ECG: electrocardiogram; SCD: sudden cardiac death.

Unsolved problems and future directions

Several questions remain unanswered regarding the cardiac impact of exercise training and the assessment of competitive athletes.

The real prevalence of sudden cardiac death in athletes

The real prevalence of SCD in athletes remains unknown and the available data are controversial: values of 1:50 000, 1:100 000, and 1:20 000 have been proposed. Most studies are based on media reports, with obvious limitations. For example, a simple search for SCD in athletes in Portugal on and the websites of the most widely read Portuguese newspapers (sports-related and generalist) reveals 46 cases in young or veteran athletes, 28 during competition, mainly soccer (n=13). This is unlikely to be the real number. The first death reported occurred in 1987; there were eight between 1997 and 2004, followed by the others, 12 occurring in 2004, the year of the case with the highest media profile in Portugal. This methodology is inaccurate and skewed. A systematic registry of all SCD cases is warranted and crucial for the epidemiological understanding of this tragic event.

Causes of sudden cardiac death

Without knowing the causes of death in representative samples, it will be difficult to establish appropriate preventive protocols and screening programs. Analysis of SCD victims should include all the available resources for accurate etiological identification: meticulous post-mortem analysis, molecular autopsy, genetic tests and direct family history.

Normality and adaptive variants

It is crucial to increase knowledge of normal and adaptive variant patterns of CV changes induced by exercise training at clinical, functional and morphological levels. Factors that should be taken into consideration include the impact of demographic characteristics such as ethnicity and extreme ages (from children to veterans), training-related issues, and the long-term effects of doping and intense exercise training.

Pre-participation screening programs

It is essential to define a single model for assessment of athletes that can be used in a sufficiently broad registry to draw definite conclusions on the specificity, sensitivity and overall cost-effectiveness of screening programs that would overcome the historical debate concerning the value of the ECG.

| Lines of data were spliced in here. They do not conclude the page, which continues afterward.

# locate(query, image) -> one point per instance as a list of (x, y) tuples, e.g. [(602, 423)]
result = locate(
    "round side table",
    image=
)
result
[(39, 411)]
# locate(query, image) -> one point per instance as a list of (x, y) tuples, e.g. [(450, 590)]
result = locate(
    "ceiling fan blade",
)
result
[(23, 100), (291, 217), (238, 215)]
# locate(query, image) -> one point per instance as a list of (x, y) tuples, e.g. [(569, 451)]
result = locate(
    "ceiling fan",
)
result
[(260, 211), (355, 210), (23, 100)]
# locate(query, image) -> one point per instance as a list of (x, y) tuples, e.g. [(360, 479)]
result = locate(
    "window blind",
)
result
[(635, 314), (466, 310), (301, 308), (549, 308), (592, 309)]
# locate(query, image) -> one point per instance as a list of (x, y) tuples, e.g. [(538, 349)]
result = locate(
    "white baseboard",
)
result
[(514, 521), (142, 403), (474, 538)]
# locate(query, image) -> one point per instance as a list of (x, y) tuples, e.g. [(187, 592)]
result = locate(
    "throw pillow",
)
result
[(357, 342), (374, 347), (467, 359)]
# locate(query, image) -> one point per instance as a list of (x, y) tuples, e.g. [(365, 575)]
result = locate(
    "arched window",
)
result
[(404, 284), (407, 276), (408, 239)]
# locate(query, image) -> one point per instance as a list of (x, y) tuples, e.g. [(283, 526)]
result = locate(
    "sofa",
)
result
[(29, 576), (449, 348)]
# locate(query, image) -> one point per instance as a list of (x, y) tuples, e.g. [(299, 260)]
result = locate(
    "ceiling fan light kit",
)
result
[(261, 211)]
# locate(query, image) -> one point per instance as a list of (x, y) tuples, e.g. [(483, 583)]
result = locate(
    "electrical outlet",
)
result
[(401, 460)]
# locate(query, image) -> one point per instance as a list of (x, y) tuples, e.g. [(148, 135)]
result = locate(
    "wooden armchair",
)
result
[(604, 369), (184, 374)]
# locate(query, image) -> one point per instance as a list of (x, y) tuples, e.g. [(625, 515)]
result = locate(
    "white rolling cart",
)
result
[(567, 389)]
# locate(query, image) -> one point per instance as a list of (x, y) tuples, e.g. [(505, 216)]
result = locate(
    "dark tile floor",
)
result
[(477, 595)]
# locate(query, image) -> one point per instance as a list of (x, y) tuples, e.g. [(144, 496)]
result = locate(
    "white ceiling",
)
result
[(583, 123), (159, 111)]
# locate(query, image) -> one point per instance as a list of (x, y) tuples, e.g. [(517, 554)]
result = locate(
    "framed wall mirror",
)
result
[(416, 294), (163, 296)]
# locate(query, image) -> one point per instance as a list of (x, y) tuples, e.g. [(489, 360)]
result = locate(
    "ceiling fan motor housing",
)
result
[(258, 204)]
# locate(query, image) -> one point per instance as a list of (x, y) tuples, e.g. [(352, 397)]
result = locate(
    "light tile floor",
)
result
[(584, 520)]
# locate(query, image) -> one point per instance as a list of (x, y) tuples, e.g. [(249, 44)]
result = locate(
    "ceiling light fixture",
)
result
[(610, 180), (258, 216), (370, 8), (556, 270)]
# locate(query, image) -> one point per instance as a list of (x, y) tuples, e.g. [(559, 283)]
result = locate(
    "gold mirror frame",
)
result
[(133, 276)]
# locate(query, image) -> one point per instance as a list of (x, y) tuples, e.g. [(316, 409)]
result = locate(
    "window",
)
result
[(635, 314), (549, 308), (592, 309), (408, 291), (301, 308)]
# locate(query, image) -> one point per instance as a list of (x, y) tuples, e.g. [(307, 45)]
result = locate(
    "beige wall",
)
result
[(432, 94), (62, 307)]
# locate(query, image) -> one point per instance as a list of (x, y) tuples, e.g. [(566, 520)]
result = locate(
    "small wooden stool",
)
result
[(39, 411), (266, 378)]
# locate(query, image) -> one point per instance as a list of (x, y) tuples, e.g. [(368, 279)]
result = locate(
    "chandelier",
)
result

Understanding of cardiac physiological adaptation induced by continued intense exercise training is crucial for accurate assessment of competitive athletes. The overlap between these adaptations and cardiomyopathies poses a challenge: under-diagnosis of a disease may increase the risk of life-threatening events, and over-diagnosis can result in improper disqualification from competition. A high level of suspicion and inclusion of data from clinical history, physical examination and concomitant investigations are essential. Standardization of ECG interpretation could decrease the rate of false positives and allow early detection of potentially fatal CV abnormalities.

Conflicts of interest

The authors have no conflicts of interest to declare.